Herbstbetrachtungen

Ein farbiger Spätherbsttag, immer noch warm, wärmer als erwartet. Er will den Sommer nicht loslassen, haucht die Wärme angestrengt durch die blättrigen Waldwege und lässt mich noch einmal mein Bike besteigen. Voller Freude radle ich durch den farbigen Blätterwald, atme den erdigen Walduft von modernden Blättern und feuchten Tannennadeln ein und sehe mich plötzlich Aug in Auge mit einem aufgeschreckten Eichhörnchen, das keinen Menschen erwartet, nicht mehr um diese Zeit. Viele Bäume sind schon kahl. Der letzte Sturm hat einige der grossen Laubbäume leergefegt, doch die Widerspenstigen unter ihnen halten beharrlich an ihrem gelben und orange-roten Blätterkleid fest, das die Sonne jetzt leuchten lässt und ihnen noch einmal diese königliche Attitude vergangener Grösse verleiht. Bald wird sie ihnen genommen. Der nächste Sturm wird noch unbarmherziger durchschütteln bis sie ihm alles gegeben haben. Nichts bleibt! Nur ihre schwarzen Gerippe, die sie dem winterlichen Grau und Weiss trotzig entgegenstrecken werden.
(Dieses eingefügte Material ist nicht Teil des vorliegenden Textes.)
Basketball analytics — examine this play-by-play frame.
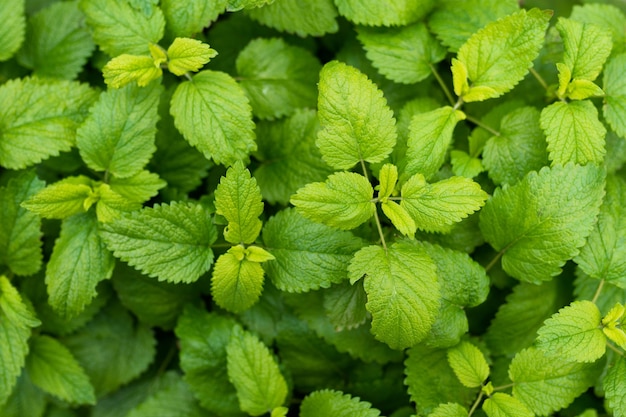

Doch soweit ist es noch nicht und die Landschaft im goldenen Spätherbst hofiert mir mit ihrer schönsten Seite.

Ich fahre meine gewohnte Route, die Landschaft geniessend und wie immer in Gedanken. In welcher Jahreszeit ich mich auch befinde, wenn ich des Weges komme, immer ist die Landschaft eine Andere, hat sich ihre Farben neu sortiert, das Gras hochstehend und trocken oder gekürzt und saftigen Grasduft verströmend, die Felder mal Gelb, mal Braun, voller Blüten, von üppigem Grün, dann alle Varianten von Orange, die  zu kargen grau gefrieren. Der Wald, hoch thronen die grossen Tannen, dazwischen schütteln Laubträger raschelnd ihre Blätter, Stille ist der Boden, von wo sich jedes Kleine Geräusch klar abhebt und ein Lauschen verlangt. Sonnenuntergang manchmal wie Blut, das vom Himmel rinnt in zartes Jungmädchenrosa mit Varianten von Gelb und hellem Blau.

Ist die Steigung steil und nimmt mir viel von meinem Atem, wölben sich die Grasborte zu beiden Seiten, dann schiebt mich die Grünkraft vorwärts und das Wissen, dass ich es schaffen kann, ohne Angst. Das Wissen, dass alles seinen Lauf nimmt und ich ein Teil von Ewigkeit bin, begleitet mich. Ich trete es in die Pedalen und in mich hinein mit jeder Umdrehung aufs Neue, aufwärts und aufwärts….

Auf der Talfahrt kühlt der Wind mein verschwitztes Gesicht und in mir jubelt es und jauchzt, während ich der Talsohle zufliege. Ich folge einem Bachlauf, der die kleine Strasse durch das Moor säumt. Ein Fischreiher wird aufgeschreckt und setzt zum Flug an, begleitet mich auf meiner Fahrt für ein paar hundert Meter bevor er zu einer Schlaufe ansetzt und wohl zu seinem Ursprungsort am Bach zurückkehrt um dort auf seinen Stelzenbeinen der Dinge oder der Fische zu harren, die da kommen sollen.

Heimzu jetzt, eine warme Dusche und viele neue Gedanken, Ideen, aufwärmen und entfalten – auch im Spätherbst.